Making the visit were some of Pakistan’s top companies that included Sapphire group, which runs 13 textile weaving and spinning mills, travel company Sitara that also has subsidiaries in Canada and Uzbekistan, the Crescent Group with multiple business interests such as oil exploration, financial services and textiles, and Pakistan’s second largest textiles group Gulistan.
Interestingly, the day the Delhi expo was inaugurated, leading Pakistani financial paper Business Recorder had published a two-page supplement on event.
Reports in the Pakistani media say the electricity shortfall was as high as 7,000 MW this summer after 24 power generating units stopped operations due a severe shortage of furnace oil.

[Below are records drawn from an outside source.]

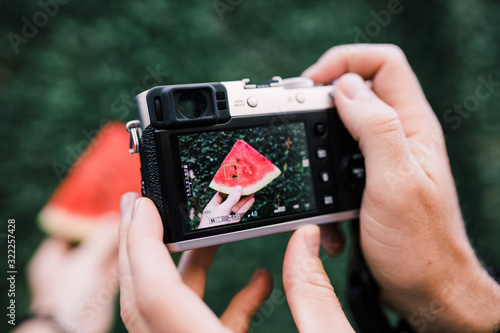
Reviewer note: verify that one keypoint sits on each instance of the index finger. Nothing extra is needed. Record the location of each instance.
(386, 65)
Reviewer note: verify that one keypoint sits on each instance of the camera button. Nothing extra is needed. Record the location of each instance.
(328, 200)
(321, 153)
(324, 177)
(301, 98)
(252, 101)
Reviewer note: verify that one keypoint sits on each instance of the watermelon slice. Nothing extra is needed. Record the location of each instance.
(91, 192)
(246, 167)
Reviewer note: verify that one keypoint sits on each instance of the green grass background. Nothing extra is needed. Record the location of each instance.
(87, 62)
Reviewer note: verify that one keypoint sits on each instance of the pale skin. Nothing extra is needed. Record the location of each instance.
(412, 231)
(233, 204)
(76, 286)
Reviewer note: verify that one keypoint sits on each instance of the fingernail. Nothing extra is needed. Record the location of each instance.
(136, 207)
(354, 87)
(125, 203)
(309, 71)
(312, 239)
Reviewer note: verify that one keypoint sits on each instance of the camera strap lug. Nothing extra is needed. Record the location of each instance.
(133, 127)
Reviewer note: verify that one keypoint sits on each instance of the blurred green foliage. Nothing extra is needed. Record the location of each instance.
(284, 145)
(86, 62)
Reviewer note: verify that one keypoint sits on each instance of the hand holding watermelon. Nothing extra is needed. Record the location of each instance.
(156, 296)
(75, 286)
(233, 206)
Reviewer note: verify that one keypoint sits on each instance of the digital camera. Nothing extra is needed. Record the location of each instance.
(228, 161)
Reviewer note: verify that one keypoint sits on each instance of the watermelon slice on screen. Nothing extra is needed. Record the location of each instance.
(246, 167)
(90, 194)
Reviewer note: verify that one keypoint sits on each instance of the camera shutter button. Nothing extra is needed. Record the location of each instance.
(252, 101)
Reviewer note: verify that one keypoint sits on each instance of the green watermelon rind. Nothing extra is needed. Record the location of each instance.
(268, 178)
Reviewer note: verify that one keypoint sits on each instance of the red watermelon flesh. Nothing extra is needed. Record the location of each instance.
(246, 167)
(90, 194)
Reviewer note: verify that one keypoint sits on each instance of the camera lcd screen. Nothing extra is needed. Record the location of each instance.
(243, 175)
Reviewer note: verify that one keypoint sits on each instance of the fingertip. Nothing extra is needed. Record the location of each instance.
(126, 201)
(332, 239)
(354, 87)
(310, 71)
(260, 276)
(146, 221)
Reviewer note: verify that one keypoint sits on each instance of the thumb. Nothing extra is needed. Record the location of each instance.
(374, 124)
(311, 298)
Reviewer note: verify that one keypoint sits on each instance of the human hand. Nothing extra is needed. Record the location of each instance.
(312, 300)
(156, 296)
(232, 205)
(75, 286)
(412, 232)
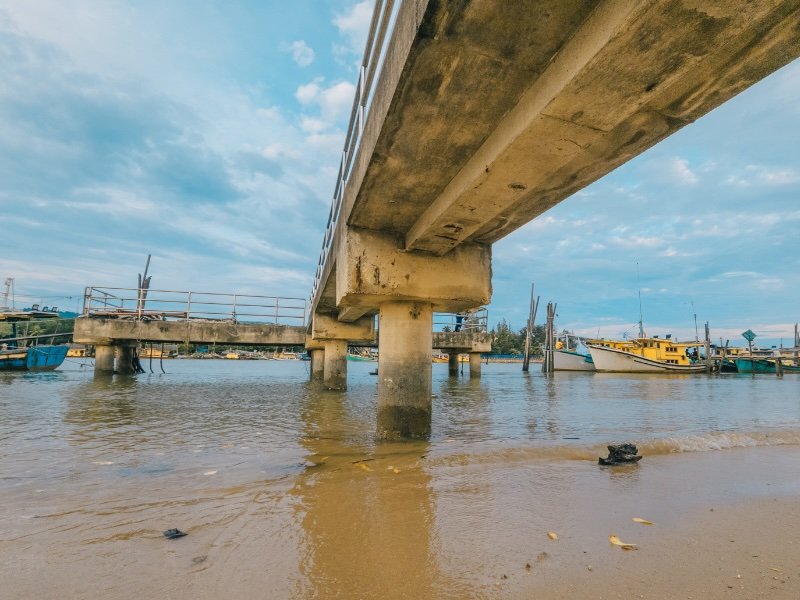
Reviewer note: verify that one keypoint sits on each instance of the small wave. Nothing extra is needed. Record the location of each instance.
(705, 442)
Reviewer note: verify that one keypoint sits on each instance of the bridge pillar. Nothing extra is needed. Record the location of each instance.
(474, 364)
(104, 359)
(404, 369)
(334, 376)
(452, 363)
(317, 364)
(125, 360)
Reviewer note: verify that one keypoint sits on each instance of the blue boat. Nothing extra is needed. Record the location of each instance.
(35, 358)
(763, 365)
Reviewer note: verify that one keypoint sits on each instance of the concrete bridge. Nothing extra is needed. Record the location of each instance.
(482, 115)
(117, 320)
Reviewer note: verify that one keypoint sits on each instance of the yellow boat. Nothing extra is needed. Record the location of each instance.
(647, 355)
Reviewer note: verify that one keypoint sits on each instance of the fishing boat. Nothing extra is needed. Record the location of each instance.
(15, 356)
(34, 358)
(647, 355)
(571, 360)
(752, 364)
(571, 354)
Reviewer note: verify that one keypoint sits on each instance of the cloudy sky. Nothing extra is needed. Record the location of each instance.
(209, 134)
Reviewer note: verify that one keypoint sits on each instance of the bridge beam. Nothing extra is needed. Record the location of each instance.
(404, 369)
(373, 268)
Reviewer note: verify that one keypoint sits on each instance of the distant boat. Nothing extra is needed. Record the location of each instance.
(31, 358)
(34, 358)
(572, 354)
(763, 365)
(646, 355)
(572, 360)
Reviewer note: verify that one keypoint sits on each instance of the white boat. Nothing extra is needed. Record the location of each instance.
(571, 360)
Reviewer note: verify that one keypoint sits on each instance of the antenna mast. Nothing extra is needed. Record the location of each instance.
(641, 318)
(9, 287)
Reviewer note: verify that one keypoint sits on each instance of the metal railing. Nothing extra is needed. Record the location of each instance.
(370, 63)
(170, 305)
(473, 321)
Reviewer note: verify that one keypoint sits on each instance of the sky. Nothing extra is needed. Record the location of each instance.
(208, 134)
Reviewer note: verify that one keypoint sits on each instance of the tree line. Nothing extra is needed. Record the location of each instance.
(506, 341)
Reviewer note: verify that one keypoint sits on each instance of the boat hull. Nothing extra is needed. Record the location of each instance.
(35, 358)
(566, 360)
(611, 360)
(762, 365)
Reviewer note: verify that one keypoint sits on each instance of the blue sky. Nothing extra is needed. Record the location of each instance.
(209, 134)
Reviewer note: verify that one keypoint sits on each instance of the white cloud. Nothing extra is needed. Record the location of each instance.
(354, 25)
(334, 101)
(678, 168)
(760, 174)
(312, 125)
(309, 92)
(302, 54)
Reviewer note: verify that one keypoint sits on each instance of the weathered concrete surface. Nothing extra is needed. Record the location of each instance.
(334, 376)
(489, 113)
(104, 359)
(462, 341)
(317, 364)
(373, 268)
(452, 363)
(325, 327)
(404, 370)
(100, 331)
(124, 364)
(474, 364)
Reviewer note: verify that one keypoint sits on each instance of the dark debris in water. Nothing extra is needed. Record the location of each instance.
(622, 454)
(173, 534)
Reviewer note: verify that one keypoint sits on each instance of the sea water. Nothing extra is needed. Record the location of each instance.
(285, 491)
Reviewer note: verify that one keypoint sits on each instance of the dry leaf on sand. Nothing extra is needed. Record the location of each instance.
(618, 542)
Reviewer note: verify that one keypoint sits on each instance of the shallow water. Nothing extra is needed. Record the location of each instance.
(285, 491)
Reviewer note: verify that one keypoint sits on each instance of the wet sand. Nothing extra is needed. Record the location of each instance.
(442, 526)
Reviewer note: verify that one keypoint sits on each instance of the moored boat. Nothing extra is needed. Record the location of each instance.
(747, 364)
(34, 358)
(572, 360)
(646, 355)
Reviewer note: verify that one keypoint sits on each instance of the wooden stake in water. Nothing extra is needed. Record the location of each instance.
(550, 342)
(529, 333)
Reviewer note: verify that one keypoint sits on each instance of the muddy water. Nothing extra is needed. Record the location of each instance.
(285, 492)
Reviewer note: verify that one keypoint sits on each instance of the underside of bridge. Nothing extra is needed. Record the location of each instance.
(489, 113)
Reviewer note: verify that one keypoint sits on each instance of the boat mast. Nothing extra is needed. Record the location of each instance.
(641, 318)
(9, 287)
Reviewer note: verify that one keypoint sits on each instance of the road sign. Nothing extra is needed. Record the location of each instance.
(749, 335)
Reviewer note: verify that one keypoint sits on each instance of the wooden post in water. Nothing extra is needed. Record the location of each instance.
(549, 354)
(529, 333)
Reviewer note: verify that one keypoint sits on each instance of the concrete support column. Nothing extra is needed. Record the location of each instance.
(317, 364)
(452, 363)
(474, 364)
(335, 370)
(104, 359)
(404, 369)
(125, 360)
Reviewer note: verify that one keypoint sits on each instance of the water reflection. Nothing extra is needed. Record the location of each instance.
(365, 510)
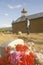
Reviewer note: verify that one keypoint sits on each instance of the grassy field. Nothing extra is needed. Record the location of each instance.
(37, 38)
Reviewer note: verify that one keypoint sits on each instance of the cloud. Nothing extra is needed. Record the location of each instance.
(6, 14)
(14, 7)
(11, 7)
(18, 6)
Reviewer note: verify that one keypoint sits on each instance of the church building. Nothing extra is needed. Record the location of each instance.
(35, 23)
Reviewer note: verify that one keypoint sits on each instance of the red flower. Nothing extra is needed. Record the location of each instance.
(21, 47)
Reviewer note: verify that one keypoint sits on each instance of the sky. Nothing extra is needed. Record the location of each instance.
(11, 10)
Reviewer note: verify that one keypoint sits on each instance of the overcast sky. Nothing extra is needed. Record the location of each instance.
(11, 9)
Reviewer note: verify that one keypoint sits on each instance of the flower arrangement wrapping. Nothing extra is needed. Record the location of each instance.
(18, 57)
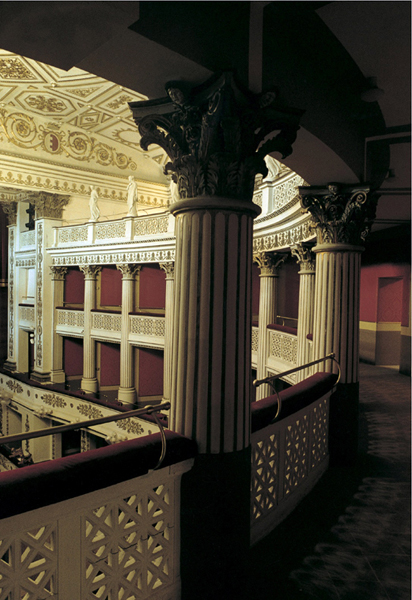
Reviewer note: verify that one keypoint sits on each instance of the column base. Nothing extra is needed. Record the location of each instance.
(89, 384)
(40, 377)
(58, 376)
(126, 395)
(215, 526)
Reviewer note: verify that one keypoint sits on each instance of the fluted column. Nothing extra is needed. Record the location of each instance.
(269, 264)
(214, 136)
(10, 208)
(169, 269)
(307, 262)
(343, 216)
(89, 379)
(57, 274)
(127, 392)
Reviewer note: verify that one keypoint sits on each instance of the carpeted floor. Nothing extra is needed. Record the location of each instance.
(351, 538)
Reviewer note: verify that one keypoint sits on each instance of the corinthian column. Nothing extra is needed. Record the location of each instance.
(306, 261)
(89, 379)
(343, 216)
(58, 274)
(10, 208)
(127, 392)
(212, 138)
(269, 264)
(169, 269)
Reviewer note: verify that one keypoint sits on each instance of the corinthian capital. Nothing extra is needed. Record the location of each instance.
(58, 273)
(48, 205)
(129, 270)
(342, 214)
(213, 135)
(10, 209)
(90, 271)
(269, 263)
(304, 256)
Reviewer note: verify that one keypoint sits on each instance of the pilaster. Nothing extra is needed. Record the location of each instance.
(307, 264)
(342, 216)
(127, 392)
(89, 379)
(169, 269)
(268, 263)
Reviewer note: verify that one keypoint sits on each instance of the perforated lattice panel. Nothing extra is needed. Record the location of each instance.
(296, 453)
(28, 565)
(128, 547)
(265, 476)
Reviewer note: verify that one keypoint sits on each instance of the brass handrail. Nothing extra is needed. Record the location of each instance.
(258, 382)
(17, 437)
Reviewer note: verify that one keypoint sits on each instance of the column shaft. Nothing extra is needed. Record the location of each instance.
(212, 325)
(89, 380)
(169, 320)
(127, 392)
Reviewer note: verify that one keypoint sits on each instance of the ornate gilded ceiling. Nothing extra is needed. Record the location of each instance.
(74, 98)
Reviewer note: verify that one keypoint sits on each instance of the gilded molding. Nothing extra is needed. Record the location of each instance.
(58, 273)
(169, 269)
(213, 135)
(269, 263)
(304, 257)
(10, 209)
(48, 205)
(342, 214)
(129, 271)
(23, 131)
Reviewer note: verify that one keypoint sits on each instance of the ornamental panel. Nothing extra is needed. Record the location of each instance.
(296, 454)
(128, 546)
(28, 564)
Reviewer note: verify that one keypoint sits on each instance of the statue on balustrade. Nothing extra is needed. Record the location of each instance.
(94, 210)
(132, 197)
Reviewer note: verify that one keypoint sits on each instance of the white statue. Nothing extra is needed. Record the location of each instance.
(131, 197)
(94, 210)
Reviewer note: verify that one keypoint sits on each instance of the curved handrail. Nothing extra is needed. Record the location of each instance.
(258, 382)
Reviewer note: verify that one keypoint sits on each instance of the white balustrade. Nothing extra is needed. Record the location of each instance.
(288, 458)
(122, 541)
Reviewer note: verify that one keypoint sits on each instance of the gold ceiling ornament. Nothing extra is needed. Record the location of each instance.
(13, 68)
(21, 129)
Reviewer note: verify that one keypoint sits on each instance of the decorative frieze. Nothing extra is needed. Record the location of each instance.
(150, 226)
(304, 256)
(113, 230)
(284, 238)
(82, 259)
(268, 263)
(342, 214)
(10, 209)
(48, 205)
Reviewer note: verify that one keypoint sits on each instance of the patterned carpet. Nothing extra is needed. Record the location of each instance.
(351, 539)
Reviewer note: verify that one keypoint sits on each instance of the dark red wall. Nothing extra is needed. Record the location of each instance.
(109, 364)
(73, 356)
(383, 281)
(110, 286)
(150, 372)
(74, 286)
(152, 287)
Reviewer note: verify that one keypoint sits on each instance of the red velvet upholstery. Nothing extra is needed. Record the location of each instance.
(293, 399)
(283, 328)
(39, 485)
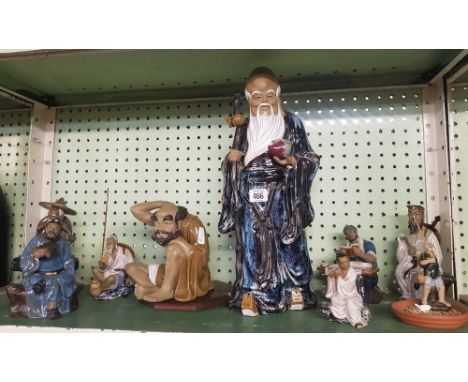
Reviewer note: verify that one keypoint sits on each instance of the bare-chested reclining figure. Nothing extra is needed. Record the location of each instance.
(185, 275)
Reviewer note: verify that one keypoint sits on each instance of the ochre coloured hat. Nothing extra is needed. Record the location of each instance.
(60, 204)
(413, 208)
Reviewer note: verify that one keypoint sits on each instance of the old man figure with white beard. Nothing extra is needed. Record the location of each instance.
(269, 172)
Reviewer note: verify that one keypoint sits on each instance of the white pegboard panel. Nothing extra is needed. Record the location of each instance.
(458, 107)
(14, 140)
(372, 166)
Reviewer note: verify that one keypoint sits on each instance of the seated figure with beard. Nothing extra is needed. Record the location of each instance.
(185, 276)
(268, 176)
(410, 249)
(48, 266)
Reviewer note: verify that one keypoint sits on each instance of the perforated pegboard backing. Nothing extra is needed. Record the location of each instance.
(459, 109)
(372, 166)
(14, 138)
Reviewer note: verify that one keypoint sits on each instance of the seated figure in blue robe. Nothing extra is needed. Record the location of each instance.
(48, 269)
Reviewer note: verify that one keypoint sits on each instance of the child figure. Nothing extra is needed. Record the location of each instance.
(346, 302)
(109, 274)
(432, 276)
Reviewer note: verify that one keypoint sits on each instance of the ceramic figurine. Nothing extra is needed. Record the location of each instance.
(268, 176)
(410, 249)
(185, 276)
(361, 250)
(48, 266)
(432, 275)
(109, 276)
(346, 304)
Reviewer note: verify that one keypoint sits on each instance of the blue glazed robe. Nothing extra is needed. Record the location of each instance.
(271, 253)
(367, 283)
(58, 287)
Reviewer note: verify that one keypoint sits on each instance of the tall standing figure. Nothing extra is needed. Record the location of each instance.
(268, 176)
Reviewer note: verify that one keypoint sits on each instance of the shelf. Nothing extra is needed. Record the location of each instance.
(76, 77)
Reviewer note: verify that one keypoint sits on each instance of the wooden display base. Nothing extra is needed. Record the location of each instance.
(399, 308)
(217, 297)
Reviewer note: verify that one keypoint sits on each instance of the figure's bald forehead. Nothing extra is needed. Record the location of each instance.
(167, 209)
(262, 84)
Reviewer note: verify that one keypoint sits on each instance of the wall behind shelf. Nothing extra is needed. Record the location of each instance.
(372, 150)
(459, 109)
(14, 138)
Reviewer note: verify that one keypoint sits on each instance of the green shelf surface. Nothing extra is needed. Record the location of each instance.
(131, 315)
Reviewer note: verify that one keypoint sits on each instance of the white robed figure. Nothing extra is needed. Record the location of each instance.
(346, 302)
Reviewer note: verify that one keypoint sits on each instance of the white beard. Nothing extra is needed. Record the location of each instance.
(262, 130)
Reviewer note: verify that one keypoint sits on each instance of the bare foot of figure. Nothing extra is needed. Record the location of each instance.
(95, 288)
(445, 303)
(139, 291)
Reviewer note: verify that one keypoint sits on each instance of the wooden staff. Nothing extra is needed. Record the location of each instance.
(105, 221)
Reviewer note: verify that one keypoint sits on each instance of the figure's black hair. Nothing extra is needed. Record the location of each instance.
(181, 213)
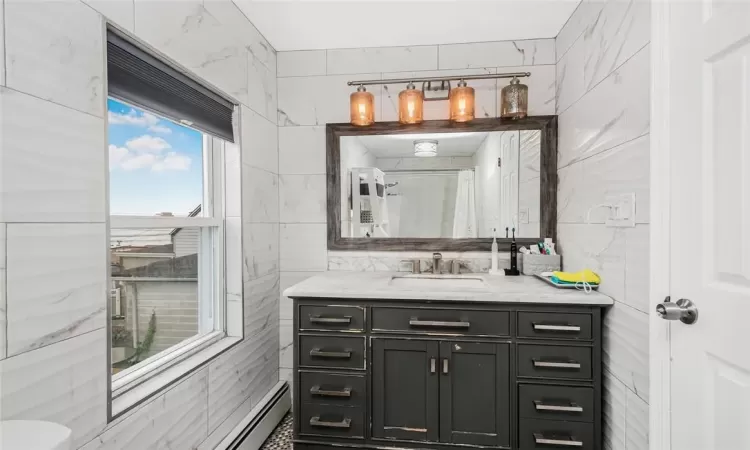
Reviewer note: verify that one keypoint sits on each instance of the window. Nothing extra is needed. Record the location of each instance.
(166, 242)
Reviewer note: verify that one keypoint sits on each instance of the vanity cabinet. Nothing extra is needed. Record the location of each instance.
(421, 374)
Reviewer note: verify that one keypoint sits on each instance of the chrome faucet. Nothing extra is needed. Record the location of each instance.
(436, 257)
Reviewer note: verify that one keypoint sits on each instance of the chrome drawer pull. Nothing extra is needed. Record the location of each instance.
(316, 422)
(557, 364)
(540, 439)
(346, 320)
(320, 353)
(540, 406)
(566, 328)
(438, 324)
(316, 390)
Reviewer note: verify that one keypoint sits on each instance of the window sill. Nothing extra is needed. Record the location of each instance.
(133, 396)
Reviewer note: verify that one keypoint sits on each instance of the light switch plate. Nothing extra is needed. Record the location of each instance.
(622, 213)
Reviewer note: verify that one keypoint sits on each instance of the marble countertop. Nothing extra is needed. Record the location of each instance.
(493, 289)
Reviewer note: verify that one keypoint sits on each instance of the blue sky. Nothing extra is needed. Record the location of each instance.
(155, 165)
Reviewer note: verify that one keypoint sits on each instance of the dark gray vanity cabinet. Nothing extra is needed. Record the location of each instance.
(410, 374)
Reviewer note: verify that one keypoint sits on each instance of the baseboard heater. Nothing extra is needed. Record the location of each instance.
(256, 427)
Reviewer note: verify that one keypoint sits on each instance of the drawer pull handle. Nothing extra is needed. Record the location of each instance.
(571, 441)
(572, 407)
(549, 327)
(438, 324)
(346, 320)
(316, 390)
(316, 422)
(557, 364)
(320, 353)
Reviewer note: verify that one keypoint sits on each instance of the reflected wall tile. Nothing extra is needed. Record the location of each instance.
(303, 63)
(56, 52)
(261, 250)
(570, 78)
(260, 195)
(541, 85)
(302, 198)
(120, 12)
(259, 141)
(175, 419)
(381, 59)
(623, 28)
(302, 150)
(485, 92)
(617, 171)
(497, 54)
(319, 100)
(303, 247)
(64, 383)
(637, 433)
(615, 111)
(56, 283)
(55, 176)
(626, 347)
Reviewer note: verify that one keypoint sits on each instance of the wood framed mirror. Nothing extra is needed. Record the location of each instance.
(440, 185)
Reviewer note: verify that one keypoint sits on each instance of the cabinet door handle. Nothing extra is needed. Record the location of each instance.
(556, 364)
(571, 407)
(551, 327)
(571, 441)
(346, 320)
(438, 324)
(316, 422)
(320, 353)
(316, 390)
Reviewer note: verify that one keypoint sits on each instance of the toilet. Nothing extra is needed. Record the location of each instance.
(34, 435)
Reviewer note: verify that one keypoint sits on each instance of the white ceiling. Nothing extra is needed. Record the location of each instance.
(314, 24)
(402, 145)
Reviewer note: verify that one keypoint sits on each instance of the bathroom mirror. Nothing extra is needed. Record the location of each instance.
(441, 185)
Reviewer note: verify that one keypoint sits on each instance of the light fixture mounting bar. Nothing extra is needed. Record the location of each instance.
(487, 76)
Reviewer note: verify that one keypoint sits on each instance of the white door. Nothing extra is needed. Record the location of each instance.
(707, 107)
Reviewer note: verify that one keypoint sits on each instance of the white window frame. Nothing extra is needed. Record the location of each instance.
(211, 276)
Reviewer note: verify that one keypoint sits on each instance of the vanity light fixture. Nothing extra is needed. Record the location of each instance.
(425, 148)
(514, 100)
(462, 102)
(362, 107)
(410, 105)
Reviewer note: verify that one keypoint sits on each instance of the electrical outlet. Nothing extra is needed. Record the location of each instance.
(622, 213)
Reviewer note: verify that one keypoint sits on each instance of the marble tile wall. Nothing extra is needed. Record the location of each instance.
(53, 248)
(602, 98)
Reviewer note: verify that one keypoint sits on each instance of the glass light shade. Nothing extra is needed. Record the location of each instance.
(425, 148)
(362, 108)
(462, 103)
(410, 105)
(514, 100)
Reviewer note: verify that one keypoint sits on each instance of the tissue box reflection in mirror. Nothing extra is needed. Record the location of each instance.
(536, 264)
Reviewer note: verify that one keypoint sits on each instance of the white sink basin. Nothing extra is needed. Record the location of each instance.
(428, 281)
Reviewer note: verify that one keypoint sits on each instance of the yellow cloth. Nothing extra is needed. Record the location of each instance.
(585, 275)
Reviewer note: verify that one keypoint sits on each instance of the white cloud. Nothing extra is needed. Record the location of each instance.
(145, 120)
(147, 143)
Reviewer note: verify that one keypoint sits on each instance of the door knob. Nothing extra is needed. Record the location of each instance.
(684, 310)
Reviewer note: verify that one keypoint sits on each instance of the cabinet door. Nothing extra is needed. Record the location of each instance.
(405, 389)
(475, 393)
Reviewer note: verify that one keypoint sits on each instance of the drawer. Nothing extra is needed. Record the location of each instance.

Pakistan has a target to generate at least 9,700 MW through renewable energy by 2030, or about five percent of its installed capacity.
“The government has already issued 93 letters of intent to private companies for setting up wind power projects,” said Ahmed.
The 93 projects will have a generation capacity of about 4,600 MW.
Sitara Chemicals Industries, which operates the largest chemicals complex in Pakistan, has ambitious plans that hinge on the ability to secure a reliable source of energy.
“We are already running a 80 MW plant, which supplies electricity to the complex and the state power board. We need to generate 50 MW at least, which may go up to 200 MW,” Sitara Chemicals chief executive Muhammad Adrees told IANS.
The head of the Rs.1.4-billion company is keen to import Indian technology, as he felt “there was an affinity to the ground conditions in Pakistan”.
Preliminary talks have been held with several companies, including Tata BP Solar. “We have not yet decided to set up a renewable energy power plant, but still exploring our options,” said Adrees.
The Sitara group already has an Indian connection, having sourced two chemical plants from here. “Right now, we have 20 Indians working in our complex in connection with setting up these two plants,” said Adrees.
It is still logistically a challenge to import equipment from India. “When we had to get our machinery from Delhi, it had to be routed through Mumbai to reach Karachi port. If we could have transported directly by road from Delhi, it would have saves costs,” he said.
India has been ranked third on the Ernst and Young Renewable Energy attractiveness model. The country has an installed capacity of 12,600 MW, out of which about 8,700 MW is generated through wind power.
By 2011, it hopes to increase the total generation from renewable energy to 14,000 MW. As per government targets, renewable energy will account for 10 percent of total power generation by 2012 and 20 percent by 2020.